If you really want to see our robo-advisor in action, then you need to see the table below. It provides the clearest proof as to why we created the investment and advice system that supports all our customers.

This table shows you the fund returns for each of the five portfolios over selected periods over the last few months.

It is clear to see that when markets fell, the OUTaggressive Fund fell the hardest, then the OUTmoderate, OUTstable and the OUTcautious Fund fell the least. In the last column, you can see that taking into account the small recovery, the OUTcautious has the smallest negative return, other than the Money Market Fund, and the size of the negative return increases as you move towards the OUTaggressive Fund.

This picture isn’t by accident, we designed the Funds to behave like this in times of a market crash and subsequent recovery and the reason for this is to ensure that it helps you achieve your individual investment objectives taking only as much risk as is needed, and no more.


Source: Morningstar

Switching to the future, the investment committee discussed the fall in the value of equities has now meant that on a historic basis, equities are now extremely good value.

The chart below shows the progression of the Price / Earnings Ratio and Dividend Yield. The Price Earnings Ratio is a simple way to show you how expensive or cheap the markets are. The lower the value, the cheaper the market is).

The Dividend Yield is a measure that gives you an indication of the annual income you could receive from your investments in the listed equity markets.

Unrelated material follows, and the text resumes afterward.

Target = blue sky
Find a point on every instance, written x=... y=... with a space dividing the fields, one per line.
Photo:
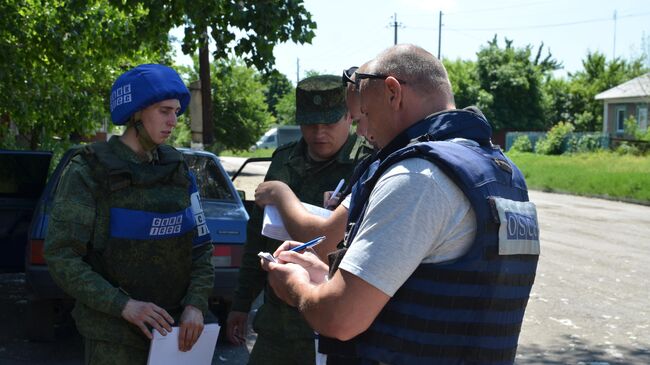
x=354 y=31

Its quoted as a percentage, and in practice 5%, means R5 for every R100 invested.


As you can see from the chart below, at the end of March 2020, the dividend was 5% – the same as the SA inflation rate, and you can get this just by investing in South African listed shares.

Any capital gains on your shares as a result of a recovery meant you would be comfortably outpacing inflation.

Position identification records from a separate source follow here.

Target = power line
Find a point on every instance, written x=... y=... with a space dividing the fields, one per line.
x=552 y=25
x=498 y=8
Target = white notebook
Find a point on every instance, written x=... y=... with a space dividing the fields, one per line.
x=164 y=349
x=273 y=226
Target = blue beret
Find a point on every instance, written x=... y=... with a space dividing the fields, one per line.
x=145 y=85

While your investment portfolio might make for grim reading in the short-term, our Investment Committee identified a couple of key areas which could be positives in the longer-term:

While the South African resource sector has been one of the hardest hit, the sector could benefit from a strong foreign earnings base.

  •  Power utility Eskom has been able to use this slowdown in economic activity and electricity demand to conduct critical maintenance.
  • A major shift in the energy market with the price of oil in some areas being negative. Yes, an oil producer would pay you to take their oil. As many of our goods and services depend on oil as an input, this should indicate lower inflation in the future.
  • The rapid [and skilled] response from the South African health authorities has been recognized as one of the best in the world. While much work needs to be done to understand why the impact of the virus on the South African population has been low, it does give the country a chance to prepare its health infrastructure should cases spike.
  • Government is being forced to decide how to prioritise spending and appears to be holding back on committing further bailouts to the likes of SAA and SA Express. This might create short-term pain but a stronger balance sheet in the long term. At the time of writing SAA Express was being provisionally liquidated. 
  •  A reduction in interest rates might be good for consumers carrying significant amounts of debt, but this benefit is likely to be offset by retrenchments as a result of the shutdown.
  • In summary, our Investment Committee are unanimous that we will not see a “V-Shaped” recovery in either the real economy or markets in the near-term, it will take much longer, but we still see a “U” shaped recovery.